Recombinant Proteins Background
Recombinant protein production has become an essential tool for providing the necessary amounts of a protein of interest to either research or therapy by providing adequate amounts of proteins for studying protein structure and function. Moreover, scaled-up facilities produce recombinant vaccines, hormones, antibodies, growth factors, blood components, and enzymes. The development of genetic engineering has made the production and expression of target proteins in a recombinant form possible by using different expression hosts, including bacterial, fungal, or eukaryotic host cells.
Recombinant proteins in Escherichia coli systems
In all of these expression systems, the use of the enterobacterium Escherichia coli is the most widely used. The main reasons for the extensive use of this bacterium in this area are as follows: extensive knowledge of the genetics of the bacterium (large number of cloning vectors and mutant host strains commercially available), ease of use, low cost, and a high yield of the target protein. The use of E. coli, however, for recombinant protein production has encountered several disadvantages. For example, many of the post-translational modifications found in eukaryotes, such as N- and O-glycosylation, amidation, hydroxylation, myristoylation, palmitation, or sulfation, are absent in E. coli, which limits its application. On top of this, the high expression levels of recombinant protein can often lead to the accumulation of aggregated insoluble protein, resulting in inclusion-body formation in the cytoplasm of the bacteria. High translation rate can be a serious problem when the target protein is a heterologous molecule. Thus, the soluble expression and native purification of the target protein in E. coli remains an important bottleneck in the production area of recombinant protein. Nevertheless, if the protein to be expressed is cytoplasmic, lacks the above-mentioned posttranslational modifications, possesses few disulfide bonds, and does not present a multidomain composition, the use of the E. coli as the host is the recommended choice for the first trials of protein production.
Production of recombinant protein in E. coli, whether for biochemical analysis, therapeutics, or structural studies, requires the success of mainly two crucial steps: (i) soluble expression of the target protein; and (ii) purification and stabilization of a functional molecule.

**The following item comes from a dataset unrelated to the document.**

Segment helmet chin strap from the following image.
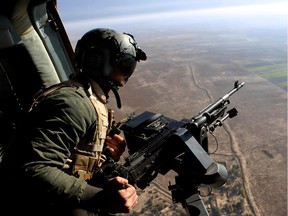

In the past three decades considerable efforts to improve the production of soluble and functional recombinant protein have been carried out. These advances include the development of different expression strains, a wide variety of plasmids under the control of different promoters, or the use of special tags. The co-expression of target protein with molecular chaperones or folding modulators has also been employed, as well as the introduction of mutations in the target gene. Additionally, diverse growth temperatures, different induction densities, as well as changes in media composition are also important variables evaluated with the purpose of improving the solubility and purification of the target protein. Because soluble does not always mean functional, quite often the protein can form soluble aggregates that can be unfolded, may be inactive, and/or difficult to crystallize, making the soluble protein useless. Therefore, it is also important to characterize the aggregation state of the protein after expressing the target protein. In this regard, the use of analytical gel filtration and/or static or dynamic light scattering could be used with this purpose.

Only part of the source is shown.